Yanick Lahens
La couleur de l’aube
Sabine Wespieser
Mourir à Port-au-Prince
[Ce roman est un cri. Saisissant de réalisme, porté par une écriture sublime, il dépeint Haïti à travers le regard de deux sœurs face à l’angoissante disparition de leur frère.]
D’abord il y a Angélique, 27 ans, mère du petit Gabriel (« né d’une traîtrise, d’un de ces hommes nombreux, au plaisir sans délai et sans lendemain ») qui persiste à croire en Dieu malgré Haïti, malgré la violence et la misère qui composent son quotidien. Infirmière dans un hôpital qui manque de tout, elle côtoie la mort au quotidien dans une intimité que le reste de l’île ignore.
Ensuite il y a Joyeuse, sa jeune sœur, « avec ses fesses à embarquer tous les trottoirs », pleine de vie et d’envie, avec au creux des cuisses un trésor que les hommes lorgnent sans pudeur et dont elle sait aussi bien le pouvoir que le danger.

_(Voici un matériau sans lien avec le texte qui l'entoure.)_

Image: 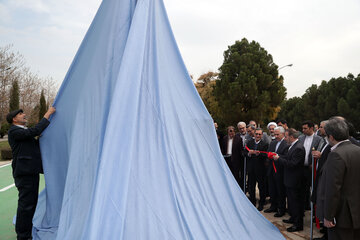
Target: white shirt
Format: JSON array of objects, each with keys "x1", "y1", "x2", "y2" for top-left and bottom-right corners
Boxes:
[
  {"x1": 275, "y1": 138, "x2": 284, "y2": 152},
  {"x1": 240, "y1": 134, "x2": 245, "y2": 147},
  {"x1": 304, "y1": 133, "x2": 314, "y2": 166},
  {"x1": 15, "y1": 125, "x2": 27, "y2": 129},
  {"x1": 226, "y1": 138, "x2": 234, "y2": 155},
  {"x1": 289, "y1": 139, "x2": 299, "y2": 150},
  {"x1": 331, "y1": 139, "x2": 350, "y2": 151}
]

De chapitre en chapitre, les deux femmes monologuent le temps d’une interminable journée d’angoisse passée à attendre Fignolé, leur frère révolté, qui n’est pas rentré de cette nuit d’émeutes dont parle la radio au petit matin. La mort rôde sur Port-au-Prince et il semblerait qu’elle ait frappé aujourd’hui à la porte de ces deux jeunes femmes que l’inquiétude anéantira avant la fin du livre.

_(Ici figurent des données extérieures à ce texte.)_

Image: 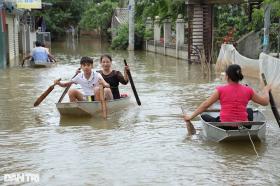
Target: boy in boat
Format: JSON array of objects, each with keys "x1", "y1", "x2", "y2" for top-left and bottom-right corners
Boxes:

La couleur de l’aube est un texte magnifique sur lequel pèse une fatalité tragique. Imagine-t-on d’ailleurs un seul instant quelconque histoire se terminer bien dans cette contrée maudite qui baigne depuis trop longtemps dans une torpeur régulièrement secouée d’accès de violence meurtriers ? Dans ce roman sensuel et douloureux, Yanick Lahens raconte ce pays misérable peuplé de vaincus qui n’en finissent pas de perdre, tout en laissant transparaître l’amour infini qu’elle lui porte. De son écriture rythmée, légèrement répétitive, se dégage une musicalité envoûtante, litanie tour à tour pleine d’espoir, de colère et de désarroi qui tente de donner, enfin, la parole aux habitants de ce point noir de l’Atlantique qui sombre chaque jour un peu plus dans un oubli planétaire.